Autumn Crocus (by C. L. Anthony: Lee Shubert, producer). Fanny saved up her money to take a little trip through the Tyrol in the autumn. She had never seen the mountains, but she felt sure she would love them. There was a photograph of them on the wall of the kindergarten in which she taught at Manchester. The moment he saw her the strapping young innkeeper of the Gasthaus Rote Hirsch, above Innsbruck, knew that he and Fanny would get along together. For the police register she confessed to being 29. The amiable innkeeper was amazed. The reason she looked so childlike, he decided, was because she was always with “de liddle vuns.” The reason he spoke English so well was because he once was a waiter in London. He was not a good waiter. His face “it vas not vooden enough.”
He took Fanny to see the relics in the little church. Finally he met her in the high meadow just as the sunrise was dancing in yellow on the tall white peaks. That was when they fell in love. Then he confessed he was married. She confessed she was 35. So Fanny goes back to Manchester.The innkeeper does not see her off on the bus, but he sends his little daughter with a basket of autumn crocuses.
Demure Actress Patricia Collinge shyly impersonates the kindergarten teacher. From the highly successful London production comes curly-headed Francis Ledererto act the innkeeper. He is a Czech. The friendly sound of South German English slips pleasantly from his lips. As she left the premiere, Cinemactress Constance Bennett was heard to remark: “Is he divine, is he divine or is he divine?”
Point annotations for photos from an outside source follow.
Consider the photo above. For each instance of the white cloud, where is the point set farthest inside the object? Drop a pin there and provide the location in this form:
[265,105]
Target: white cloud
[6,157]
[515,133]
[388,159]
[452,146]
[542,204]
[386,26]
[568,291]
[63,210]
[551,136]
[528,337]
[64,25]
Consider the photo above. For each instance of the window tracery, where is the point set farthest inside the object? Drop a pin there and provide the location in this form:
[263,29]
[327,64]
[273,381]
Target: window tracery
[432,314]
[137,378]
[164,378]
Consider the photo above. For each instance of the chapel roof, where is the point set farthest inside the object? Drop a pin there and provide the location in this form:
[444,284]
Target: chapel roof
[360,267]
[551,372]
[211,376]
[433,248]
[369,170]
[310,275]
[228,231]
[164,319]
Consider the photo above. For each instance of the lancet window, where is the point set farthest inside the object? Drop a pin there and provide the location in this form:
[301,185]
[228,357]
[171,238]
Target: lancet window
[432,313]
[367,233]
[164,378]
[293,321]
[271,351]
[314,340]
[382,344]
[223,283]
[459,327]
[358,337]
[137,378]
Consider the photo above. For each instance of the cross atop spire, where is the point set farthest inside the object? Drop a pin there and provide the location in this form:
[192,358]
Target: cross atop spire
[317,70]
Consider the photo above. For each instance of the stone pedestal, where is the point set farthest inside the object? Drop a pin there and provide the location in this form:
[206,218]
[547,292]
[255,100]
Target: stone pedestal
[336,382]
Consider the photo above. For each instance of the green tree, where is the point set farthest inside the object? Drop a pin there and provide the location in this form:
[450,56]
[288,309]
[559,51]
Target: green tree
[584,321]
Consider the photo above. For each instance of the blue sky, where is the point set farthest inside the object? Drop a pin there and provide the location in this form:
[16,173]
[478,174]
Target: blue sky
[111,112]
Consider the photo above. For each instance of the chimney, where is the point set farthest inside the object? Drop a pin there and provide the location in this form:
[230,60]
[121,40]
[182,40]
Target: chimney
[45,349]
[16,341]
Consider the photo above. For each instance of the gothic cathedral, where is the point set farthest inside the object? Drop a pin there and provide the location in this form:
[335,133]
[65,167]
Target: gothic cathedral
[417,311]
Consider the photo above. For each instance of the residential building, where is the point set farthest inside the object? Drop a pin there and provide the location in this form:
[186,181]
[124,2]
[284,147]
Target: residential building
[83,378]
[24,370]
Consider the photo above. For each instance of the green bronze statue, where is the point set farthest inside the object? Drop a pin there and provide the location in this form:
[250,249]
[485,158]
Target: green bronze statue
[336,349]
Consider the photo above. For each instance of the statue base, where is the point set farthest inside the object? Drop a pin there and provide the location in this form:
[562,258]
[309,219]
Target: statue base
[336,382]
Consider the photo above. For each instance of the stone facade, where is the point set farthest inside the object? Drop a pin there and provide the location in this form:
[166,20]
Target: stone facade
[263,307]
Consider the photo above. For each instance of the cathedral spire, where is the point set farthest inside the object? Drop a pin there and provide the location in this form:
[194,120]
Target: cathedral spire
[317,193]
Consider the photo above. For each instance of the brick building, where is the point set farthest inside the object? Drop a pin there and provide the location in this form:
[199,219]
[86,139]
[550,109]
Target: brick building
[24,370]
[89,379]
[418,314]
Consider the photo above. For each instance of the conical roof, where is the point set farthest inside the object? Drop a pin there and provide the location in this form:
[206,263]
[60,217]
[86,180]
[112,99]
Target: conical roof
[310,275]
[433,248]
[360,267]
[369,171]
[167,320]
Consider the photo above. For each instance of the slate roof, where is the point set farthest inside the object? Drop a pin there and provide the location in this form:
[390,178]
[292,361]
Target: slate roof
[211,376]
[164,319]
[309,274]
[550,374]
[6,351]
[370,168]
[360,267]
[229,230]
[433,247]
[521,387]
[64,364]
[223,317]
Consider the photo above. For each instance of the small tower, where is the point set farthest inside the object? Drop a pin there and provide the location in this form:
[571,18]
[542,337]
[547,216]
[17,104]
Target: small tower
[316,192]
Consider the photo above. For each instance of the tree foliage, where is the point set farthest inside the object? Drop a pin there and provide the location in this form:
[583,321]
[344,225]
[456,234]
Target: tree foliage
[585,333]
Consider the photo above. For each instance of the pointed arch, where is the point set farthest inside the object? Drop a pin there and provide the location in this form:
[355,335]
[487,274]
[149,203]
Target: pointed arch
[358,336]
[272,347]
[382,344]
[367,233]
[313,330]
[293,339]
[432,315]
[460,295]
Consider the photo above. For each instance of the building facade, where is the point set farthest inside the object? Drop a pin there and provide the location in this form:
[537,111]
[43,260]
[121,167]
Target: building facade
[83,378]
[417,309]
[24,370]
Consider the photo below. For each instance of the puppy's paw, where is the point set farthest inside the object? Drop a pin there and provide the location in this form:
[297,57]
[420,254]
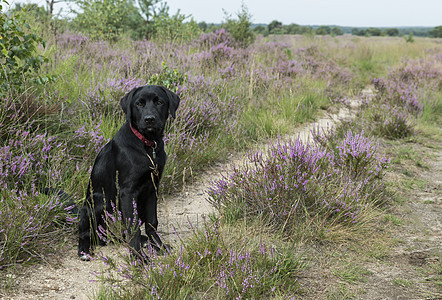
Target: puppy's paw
[85,257]
[144,241]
Chrysalis (by Rose Albred Porter; Martin Beck, producer). When this play was first seen in the vernal surroundings of a stock company last summer it was widely regarded as an incipient Broadway success. In spite of the presence of Osgood Perkins. June Walker and chirrupy Margaret Sullavan in the cast, and direction by the Theatre Guild’s Theresa Helburn, that judgment may now be set down as premature.
Based on the premise that “Hit’s the rich what gets the pleasure, hit’s the poor what gets the blime,” Chrysalis moves rapidly through 16 cinematographic scenes of the high and low life of Manhattan. Lyda Cose and Don Ellis, a pair of rich and vicious flibbertigibbets, meet Eve Haron and Honey Rogers, a miniature crime wave, in a sordid resort. Lyda and Don are carrying on a puny little affair, are attracted to Eve and Honey because, although they may not be good citizens, they appear to love each other very dearly —so dearly, in fact, that when the law closes upon them, Honey kills a prison guard to get to Eve. Eve breaks out of a detention home to get to Honey. Lyda becomes embroiled in the escape, hears the police coming, watches Eve and Honey impale themselves on an iron fence five floors below, remains to face the news-photographers and notoriety, but is spared legal difficulties through her wealth.